Madam Cocaina:A Queen Pin's Story 3

By: Fatima Munroe

Josefine and Jose joined them in the kitchen at the house in Villa Gesell, back from playing with DJ and Dayla. Deonte and Phoebe sent them to Argentina to spend the summers with my aunt for the past two years. “What’s for dinner?” Josefine asked as she crept under Valentina’s arm. “Shrimp and lulos? Yay!”

“There’s risotto too, Josefina,” Valentina smiled as she pinched my baby girl’s cheek.

“Tia Valentina, Mommy is Josefina. I’m Josefine,” she said as her little lip trembled and her big hazel eyes began to fill with tears. Valentina wiped her hands on her apron and swooped my baby up in her arms, giving her a big kiss as she wiped her face.

“You’re right baby girl, I’m sorry. But you’re just as beautiful as your mother, sometimes Tia Valentina forgets. Do you forgive me sweetheart?” I watched with longing as Josefine slowly nodded her head up and down. “Good. Now you children go outside and play while Tia finishes dinner, ok?”

The kids all jumped up and ran outside, except Josefine, who slowly dragged her feet out the room. Once she was sure the children were outside, Valentina broke down and cried; I watched as her body shook with sorrow. “Why? Why Josefina? Oh God,” she whispered to her hands cupped to her face.


Deonte and Phoebe sat in a board meeting and thanked my corporate team for yet another phenomenal year. Josef sold his interest in the company to Deonte when he moved into my position as El Serpientè, El Rey es Columbia. Niyah shared with him the chemical mix for Ju-Ju dust, and they continued to manufacture the drug and sold it to the cartels. After we deaded Roberto and put Manuel in place, the rest of South America was content with just getting money. For the first time since I’d been named Madam Cocaina, I didn’t have any enemies. Too bad I wasn’t around to enjoy the feeling.

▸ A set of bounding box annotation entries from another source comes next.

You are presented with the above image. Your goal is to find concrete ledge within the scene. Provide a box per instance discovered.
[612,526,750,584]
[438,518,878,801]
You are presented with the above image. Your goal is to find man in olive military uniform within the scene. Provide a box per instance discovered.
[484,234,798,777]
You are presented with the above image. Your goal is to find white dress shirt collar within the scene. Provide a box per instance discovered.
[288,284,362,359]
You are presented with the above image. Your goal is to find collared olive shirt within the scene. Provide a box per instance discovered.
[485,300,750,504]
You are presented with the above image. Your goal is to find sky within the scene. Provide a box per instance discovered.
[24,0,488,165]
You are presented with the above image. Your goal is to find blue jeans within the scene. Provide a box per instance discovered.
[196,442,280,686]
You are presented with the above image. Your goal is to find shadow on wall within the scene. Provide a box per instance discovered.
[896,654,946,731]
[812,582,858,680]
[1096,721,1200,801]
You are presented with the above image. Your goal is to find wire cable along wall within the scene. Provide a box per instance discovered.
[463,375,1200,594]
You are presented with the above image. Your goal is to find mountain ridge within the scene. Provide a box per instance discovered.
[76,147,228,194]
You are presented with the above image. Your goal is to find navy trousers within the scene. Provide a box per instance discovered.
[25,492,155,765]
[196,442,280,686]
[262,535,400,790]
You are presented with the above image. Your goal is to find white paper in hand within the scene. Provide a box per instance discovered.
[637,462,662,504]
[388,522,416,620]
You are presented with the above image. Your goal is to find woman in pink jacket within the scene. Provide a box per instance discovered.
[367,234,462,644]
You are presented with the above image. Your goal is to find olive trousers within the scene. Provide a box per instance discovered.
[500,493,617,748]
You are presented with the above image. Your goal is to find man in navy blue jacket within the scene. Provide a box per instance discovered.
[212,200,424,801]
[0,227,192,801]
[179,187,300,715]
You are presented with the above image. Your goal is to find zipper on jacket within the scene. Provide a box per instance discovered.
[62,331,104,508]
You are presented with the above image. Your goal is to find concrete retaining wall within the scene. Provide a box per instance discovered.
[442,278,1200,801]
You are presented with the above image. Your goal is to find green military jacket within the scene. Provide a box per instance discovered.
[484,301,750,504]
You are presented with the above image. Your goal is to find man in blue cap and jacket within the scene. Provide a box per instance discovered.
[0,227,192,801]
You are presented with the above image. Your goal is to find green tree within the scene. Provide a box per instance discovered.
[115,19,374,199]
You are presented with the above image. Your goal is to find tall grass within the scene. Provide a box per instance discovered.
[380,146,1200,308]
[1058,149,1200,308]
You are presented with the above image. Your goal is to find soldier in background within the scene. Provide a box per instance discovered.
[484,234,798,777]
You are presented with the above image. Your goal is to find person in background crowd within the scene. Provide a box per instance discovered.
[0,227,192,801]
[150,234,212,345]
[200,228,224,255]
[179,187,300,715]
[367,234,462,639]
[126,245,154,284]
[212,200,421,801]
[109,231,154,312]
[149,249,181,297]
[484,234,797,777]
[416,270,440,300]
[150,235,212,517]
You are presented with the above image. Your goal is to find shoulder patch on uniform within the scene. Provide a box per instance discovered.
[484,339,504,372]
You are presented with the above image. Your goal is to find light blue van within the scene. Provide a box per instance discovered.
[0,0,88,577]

I’m sure you’d like to know what happened that day at the house in California. Montrell shot me in the head and I died instantly. Josef got to my house two minutes too late; by the time he got there, Montrell was still crying and rocking my body with his pistol at his head, apologizing for his actions. Of course when Muerte saw that, he shot Montrell between the eyes. Once he got my babies and my aunt to his car and safely out of sight, he came back in the house with a machine gun and emptied 320 rounds in my husband’s dead body. The coroner’s report outlined each bullet plus the 55 stab wounds to his body. Of course, Josef got the fuck out of the US afterwards, and Monte had a closed casket funeral.

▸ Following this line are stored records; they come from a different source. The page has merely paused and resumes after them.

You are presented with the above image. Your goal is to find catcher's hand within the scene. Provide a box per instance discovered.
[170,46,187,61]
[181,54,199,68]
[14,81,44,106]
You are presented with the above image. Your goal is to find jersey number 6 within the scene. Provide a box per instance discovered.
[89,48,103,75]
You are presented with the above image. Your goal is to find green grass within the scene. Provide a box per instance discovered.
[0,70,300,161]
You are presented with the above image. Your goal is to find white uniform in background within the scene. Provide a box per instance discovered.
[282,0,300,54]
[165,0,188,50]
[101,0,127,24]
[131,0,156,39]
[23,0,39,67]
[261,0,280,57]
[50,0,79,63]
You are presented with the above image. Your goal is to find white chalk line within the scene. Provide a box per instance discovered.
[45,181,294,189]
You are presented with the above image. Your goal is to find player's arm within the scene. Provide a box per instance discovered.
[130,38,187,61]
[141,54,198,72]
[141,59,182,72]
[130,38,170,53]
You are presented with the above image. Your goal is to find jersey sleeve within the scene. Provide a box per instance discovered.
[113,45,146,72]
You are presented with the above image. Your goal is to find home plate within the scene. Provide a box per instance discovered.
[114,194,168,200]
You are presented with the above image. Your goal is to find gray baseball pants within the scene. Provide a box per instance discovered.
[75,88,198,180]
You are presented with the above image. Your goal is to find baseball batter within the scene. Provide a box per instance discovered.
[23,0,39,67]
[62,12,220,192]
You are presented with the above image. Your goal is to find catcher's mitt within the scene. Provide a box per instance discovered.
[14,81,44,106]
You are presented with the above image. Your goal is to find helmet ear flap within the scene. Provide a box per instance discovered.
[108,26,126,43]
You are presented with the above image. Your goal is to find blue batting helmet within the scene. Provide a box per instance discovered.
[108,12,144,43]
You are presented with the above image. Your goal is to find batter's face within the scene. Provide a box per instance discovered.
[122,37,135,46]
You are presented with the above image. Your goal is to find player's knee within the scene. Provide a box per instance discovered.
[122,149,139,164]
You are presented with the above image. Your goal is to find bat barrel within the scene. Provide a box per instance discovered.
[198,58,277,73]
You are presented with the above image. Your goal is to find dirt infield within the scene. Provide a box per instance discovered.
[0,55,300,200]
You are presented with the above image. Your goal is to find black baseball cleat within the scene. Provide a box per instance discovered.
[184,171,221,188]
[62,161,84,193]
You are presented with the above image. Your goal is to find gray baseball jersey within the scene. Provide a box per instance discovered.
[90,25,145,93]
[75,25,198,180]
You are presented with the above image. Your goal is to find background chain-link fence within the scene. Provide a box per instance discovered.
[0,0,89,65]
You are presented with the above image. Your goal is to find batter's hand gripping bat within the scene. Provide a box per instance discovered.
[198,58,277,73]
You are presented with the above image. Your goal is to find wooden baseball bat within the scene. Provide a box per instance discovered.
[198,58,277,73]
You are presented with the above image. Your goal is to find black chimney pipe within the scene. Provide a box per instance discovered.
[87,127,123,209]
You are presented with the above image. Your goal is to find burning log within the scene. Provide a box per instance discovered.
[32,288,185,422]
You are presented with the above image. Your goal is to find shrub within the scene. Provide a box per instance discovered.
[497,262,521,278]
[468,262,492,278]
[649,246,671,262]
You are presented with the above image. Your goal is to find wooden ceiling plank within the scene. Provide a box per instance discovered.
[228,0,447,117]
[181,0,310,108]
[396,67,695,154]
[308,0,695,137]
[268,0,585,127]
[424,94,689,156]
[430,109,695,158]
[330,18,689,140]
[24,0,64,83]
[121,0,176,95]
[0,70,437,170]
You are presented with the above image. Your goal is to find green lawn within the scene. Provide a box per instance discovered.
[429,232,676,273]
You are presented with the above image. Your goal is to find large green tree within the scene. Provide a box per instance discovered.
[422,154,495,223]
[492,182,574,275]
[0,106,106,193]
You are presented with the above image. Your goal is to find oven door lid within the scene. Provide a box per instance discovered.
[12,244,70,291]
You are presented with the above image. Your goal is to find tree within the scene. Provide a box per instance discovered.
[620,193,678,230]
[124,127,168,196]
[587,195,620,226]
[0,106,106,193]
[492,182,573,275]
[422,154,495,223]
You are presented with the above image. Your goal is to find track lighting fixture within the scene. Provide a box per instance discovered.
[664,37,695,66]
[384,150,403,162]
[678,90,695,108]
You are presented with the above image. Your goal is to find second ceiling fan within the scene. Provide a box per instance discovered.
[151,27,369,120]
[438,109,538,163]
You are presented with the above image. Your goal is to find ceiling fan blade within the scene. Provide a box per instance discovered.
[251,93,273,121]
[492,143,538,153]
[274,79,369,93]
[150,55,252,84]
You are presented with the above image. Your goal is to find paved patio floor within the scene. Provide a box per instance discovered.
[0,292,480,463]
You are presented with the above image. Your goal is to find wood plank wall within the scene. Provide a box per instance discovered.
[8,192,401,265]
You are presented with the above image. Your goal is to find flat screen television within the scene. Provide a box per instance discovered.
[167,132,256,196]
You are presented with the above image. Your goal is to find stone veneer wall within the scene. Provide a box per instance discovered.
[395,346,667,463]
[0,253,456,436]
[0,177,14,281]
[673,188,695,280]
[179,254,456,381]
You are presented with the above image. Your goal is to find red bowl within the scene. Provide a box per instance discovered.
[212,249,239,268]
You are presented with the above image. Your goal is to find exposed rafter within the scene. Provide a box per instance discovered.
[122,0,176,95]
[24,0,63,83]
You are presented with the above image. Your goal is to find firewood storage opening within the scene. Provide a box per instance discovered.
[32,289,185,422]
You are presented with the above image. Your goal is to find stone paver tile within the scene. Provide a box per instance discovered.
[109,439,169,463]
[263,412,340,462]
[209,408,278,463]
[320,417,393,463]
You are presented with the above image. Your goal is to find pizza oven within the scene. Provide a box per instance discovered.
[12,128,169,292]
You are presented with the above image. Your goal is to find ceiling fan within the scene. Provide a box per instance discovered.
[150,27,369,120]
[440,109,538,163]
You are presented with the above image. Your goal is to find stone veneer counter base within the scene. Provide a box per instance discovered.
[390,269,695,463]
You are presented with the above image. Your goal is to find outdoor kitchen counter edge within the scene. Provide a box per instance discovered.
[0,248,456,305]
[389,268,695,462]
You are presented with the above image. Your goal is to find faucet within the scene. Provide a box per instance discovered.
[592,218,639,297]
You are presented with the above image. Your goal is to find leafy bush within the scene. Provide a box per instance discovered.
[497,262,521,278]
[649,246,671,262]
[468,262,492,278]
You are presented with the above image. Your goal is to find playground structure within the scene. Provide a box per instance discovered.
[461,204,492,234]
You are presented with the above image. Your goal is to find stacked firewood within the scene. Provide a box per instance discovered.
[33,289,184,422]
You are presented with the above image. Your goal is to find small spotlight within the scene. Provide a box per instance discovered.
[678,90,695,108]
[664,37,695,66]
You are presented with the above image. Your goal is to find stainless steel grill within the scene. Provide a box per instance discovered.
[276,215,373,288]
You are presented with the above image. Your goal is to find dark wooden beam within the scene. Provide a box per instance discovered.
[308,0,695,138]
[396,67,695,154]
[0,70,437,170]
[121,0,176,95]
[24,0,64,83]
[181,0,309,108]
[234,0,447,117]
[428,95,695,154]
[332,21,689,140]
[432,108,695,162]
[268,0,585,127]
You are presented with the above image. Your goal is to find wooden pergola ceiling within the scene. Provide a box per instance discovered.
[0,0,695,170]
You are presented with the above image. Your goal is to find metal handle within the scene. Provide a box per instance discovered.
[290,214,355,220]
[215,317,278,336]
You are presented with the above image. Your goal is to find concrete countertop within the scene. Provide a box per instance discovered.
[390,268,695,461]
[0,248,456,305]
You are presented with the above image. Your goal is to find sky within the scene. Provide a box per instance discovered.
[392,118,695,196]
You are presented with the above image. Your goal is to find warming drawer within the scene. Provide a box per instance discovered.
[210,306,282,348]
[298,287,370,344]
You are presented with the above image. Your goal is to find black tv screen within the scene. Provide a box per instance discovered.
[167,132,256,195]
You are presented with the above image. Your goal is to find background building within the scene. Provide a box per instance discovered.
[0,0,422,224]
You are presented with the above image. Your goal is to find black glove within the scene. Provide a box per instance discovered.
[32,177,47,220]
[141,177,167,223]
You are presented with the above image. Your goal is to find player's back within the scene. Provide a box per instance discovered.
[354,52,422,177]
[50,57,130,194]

Me on the other hand, I was buried on the land of my ancestors; right between Papi and my Abuela, surrounded by Alejandro and Abuelo in Colombia. I would’ve preferred to be buried in Villa Gesell so my babies had more access to me, but with them being raised by my aunts and my brother, well I was ok with that too.

My baby was given an intimate ceremony, strictly for family only. And no, he wasn’t Montrell’s; I was pregnant with Terrance’s baby. I was initially upset about how he handled me in Philly, but you find out a lot of stuff after it’s too late. Montrell put the word out in Jersey that Tee was trying to kill me and put a price on his head. Tee was kidnapped by someone looking to collect the $1.5 million bounty, and when they called Montrell to collect, he didn’t answer the phone.

When we met up with him in Philly, he had just been released, but whoever his kidnappers were told him why he’d been snatched up. Tee wanted to be with me, especially with me being pregnant with his first child. He just wanted me to divorce Montrell so that we could live in peace, but he knew as long as Montrell was alive he’d never let me go. Tee went against his heart and did what he felt was best: let me go. His thinking was that if I came back, we could’ve been great. It tore him up when Josef called him and gave him the bad news, especially after he had a DNA test done on the fetus. He sat in the front row at the baby’s ceremony.

As I watched over my family from heaven, I felt a comforting presence behind me. I turned around and it was my Papi. “Ju-Ju, you can’t spend eternity torturing yourself like this,” his voice sang gently in my ear.

“I know. I just want to see them one more time.”

“I wish you would’ve listened to me,” he said as his voice moved away from me. As I watched my babies growing up from afar, Papi’s voice echoed in my ears:

As soon as you flip that first pack as soon as you start carrying that gun for protection, you’re putting your life at risk, You’re opening yourself up for every rival, crackhead, or hitman to potentially blow your head off like you’re a piece of shit.

Even though Papi never said that my husband could possibly be that person, I should’ve known. I should’ve listened.